Okay. So first of all, and this is actually something that I do kind of talk about in my coaching program, you absolutely have to know what platform you want to be on, what social media platform and you do need to be on one. I think even if you have an offline business, you still need to have that social media component, that online component that helps to draw people to you. Especially if you want to work location independent, which is what I do and what I work with women to do that remote work that allows them to spend more time with their family, our travel, as much as they would like to, then you absolutely need to be online and have that online component. So what social media platform makes the most sense for you? You know, if you’re going to do business with uh, governments and, and other corporations, then maybe LinkedIn is where you should be.

If you are a photographer or you have something that is very visual in nature, I might travel part of my group showing where we have been, where we are going, things that we’re going to be seeing and doing. Absolutely. That lends itself more to Instagram. But if you want to build that community, that place where people can go if they need advice, if they need help or they just want to be in the midst of other people who are in the same type of situation, it absolutely lends itself to Facebook, which is the social media platform that offers that community element. So knowing where you need to be and being very clear on that and then getting that group started. But knowing very much why you are creating this group and who it is for, you absolutely have to have that description just right in terms of nailing who this group is formed.

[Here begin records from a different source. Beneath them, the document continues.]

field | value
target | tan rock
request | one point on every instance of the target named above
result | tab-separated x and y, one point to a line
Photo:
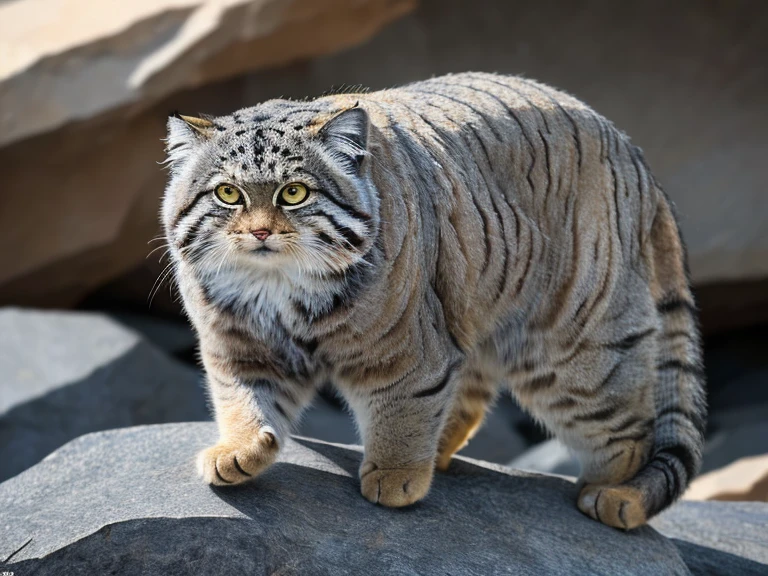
82	85
746	479
64	60
85	87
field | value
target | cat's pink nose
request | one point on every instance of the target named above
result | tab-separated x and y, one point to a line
261	234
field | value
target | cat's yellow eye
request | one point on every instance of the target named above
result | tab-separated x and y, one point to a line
292	194
228	194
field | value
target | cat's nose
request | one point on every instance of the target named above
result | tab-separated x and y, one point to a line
261	234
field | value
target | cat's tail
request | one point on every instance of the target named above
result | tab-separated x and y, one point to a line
680	395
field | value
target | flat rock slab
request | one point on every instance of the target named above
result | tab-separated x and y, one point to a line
64	374
129	502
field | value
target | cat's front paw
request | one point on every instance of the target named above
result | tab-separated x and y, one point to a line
229	462
395	486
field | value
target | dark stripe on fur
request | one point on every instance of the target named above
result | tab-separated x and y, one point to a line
439	387
673	304
189	207
630	341
681	367
194	230
538	384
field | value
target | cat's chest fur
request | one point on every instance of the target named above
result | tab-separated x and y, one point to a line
263	306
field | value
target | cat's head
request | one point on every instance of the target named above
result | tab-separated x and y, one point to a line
281	186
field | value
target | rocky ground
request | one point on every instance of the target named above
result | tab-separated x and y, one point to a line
129	499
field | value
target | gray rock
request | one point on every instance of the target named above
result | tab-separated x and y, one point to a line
719	538
129	502
172	336
551	457
65	374
497	441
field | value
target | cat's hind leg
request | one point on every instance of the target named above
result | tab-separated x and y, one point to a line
600	404
476	393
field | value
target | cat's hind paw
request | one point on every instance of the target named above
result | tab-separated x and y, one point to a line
618	506
395	487
229	463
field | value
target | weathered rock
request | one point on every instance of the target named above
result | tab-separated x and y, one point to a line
140	51
129	501
719	538
743	480
65	374
84	94
550	457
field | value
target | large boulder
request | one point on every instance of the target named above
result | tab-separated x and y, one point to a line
140	51
85	90
65	374
129	502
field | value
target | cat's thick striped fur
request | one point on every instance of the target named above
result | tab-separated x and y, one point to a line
461	234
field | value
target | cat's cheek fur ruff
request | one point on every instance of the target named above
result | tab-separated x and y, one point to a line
466	234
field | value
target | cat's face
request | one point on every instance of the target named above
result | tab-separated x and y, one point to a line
279	186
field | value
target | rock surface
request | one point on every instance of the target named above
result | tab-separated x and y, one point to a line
130	501
84	89
743	480
141	51
65	374
718	538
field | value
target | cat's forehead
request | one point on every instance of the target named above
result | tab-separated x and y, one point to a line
267	140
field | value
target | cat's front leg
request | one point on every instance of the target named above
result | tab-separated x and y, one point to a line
401	425
254	417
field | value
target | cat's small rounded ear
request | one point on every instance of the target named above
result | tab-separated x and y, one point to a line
199	126
184	134
346	136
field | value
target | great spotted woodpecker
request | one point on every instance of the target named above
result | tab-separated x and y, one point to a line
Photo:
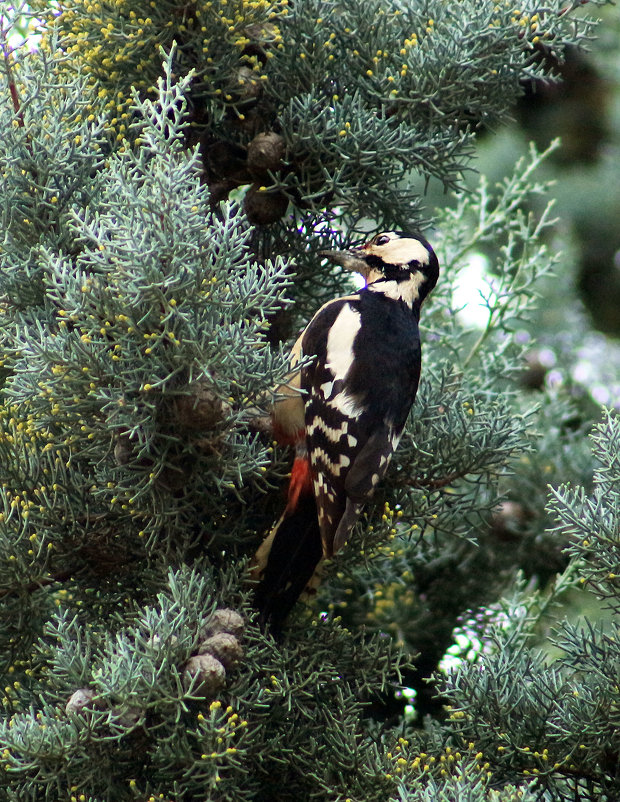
344	410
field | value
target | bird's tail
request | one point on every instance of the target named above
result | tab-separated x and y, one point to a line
286	562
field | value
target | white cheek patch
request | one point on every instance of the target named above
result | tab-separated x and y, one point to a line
333	434
340	341
347	405
401	251
407	291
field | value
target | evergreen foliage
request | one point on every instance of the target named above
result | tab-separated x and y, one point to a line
160	225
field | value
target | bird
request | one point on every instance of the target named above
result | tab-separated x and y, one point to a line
355	374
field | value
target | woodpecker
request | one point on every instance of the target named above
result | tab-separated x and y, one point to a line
344	411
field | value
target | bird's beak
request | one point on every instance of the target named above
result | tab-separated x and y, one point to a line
353	260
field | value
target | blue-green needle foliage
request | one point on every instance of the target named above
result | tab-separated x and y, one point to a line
140	312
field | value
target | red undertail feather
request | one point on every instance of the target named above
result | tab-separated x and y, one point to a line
301	482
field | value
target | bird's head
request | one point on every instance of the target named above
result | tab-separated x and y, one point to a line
392	256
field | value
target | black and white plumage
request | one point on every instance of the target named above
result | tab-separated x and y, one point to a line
346	409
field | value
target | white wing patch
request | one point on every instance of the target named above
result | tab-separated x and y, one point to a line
332	433
407	291
340	341
347	405
401	251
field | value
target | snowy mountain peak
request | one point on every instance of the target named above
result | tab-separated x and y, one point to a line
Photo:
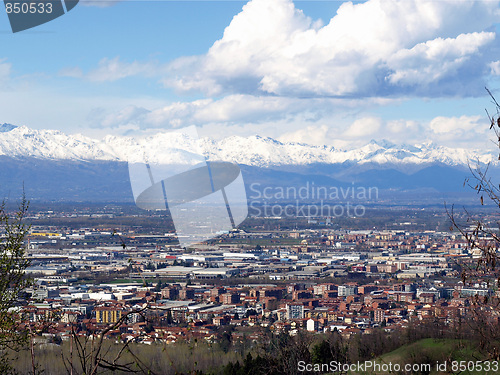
259	151
6	127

Because that’s the first thing that people see when they consider joining a group is what, what is this group all about? Is this group going to be from me? And you have to know that description, which is based on your ideal client avatar. Who is it that you are trying to serve in the world? How do you most want to help them? That needs to be in your description. Okay. And then everything that you post in the group, everything that you do in the group needs to support them. Okay. So for me, in my group, I help corporate women create wealth and impact, live with more freedom, more joy, more fulfillment by starting their own entrepreneurial businesses. So everything that I post in the group is about that. It supports that from a business perspective, but also from a personal perspective in terms of the mindset and the transformational to behavioral transformation that they need to make in order to position themselves to move into entrepreneurship. So everything needs to support them.

Jess: Okay. I love it. Thank you so much. That’s great advice. It was a great to have you and thanks for sharing.

Sonjia: All right. Thank you for having me.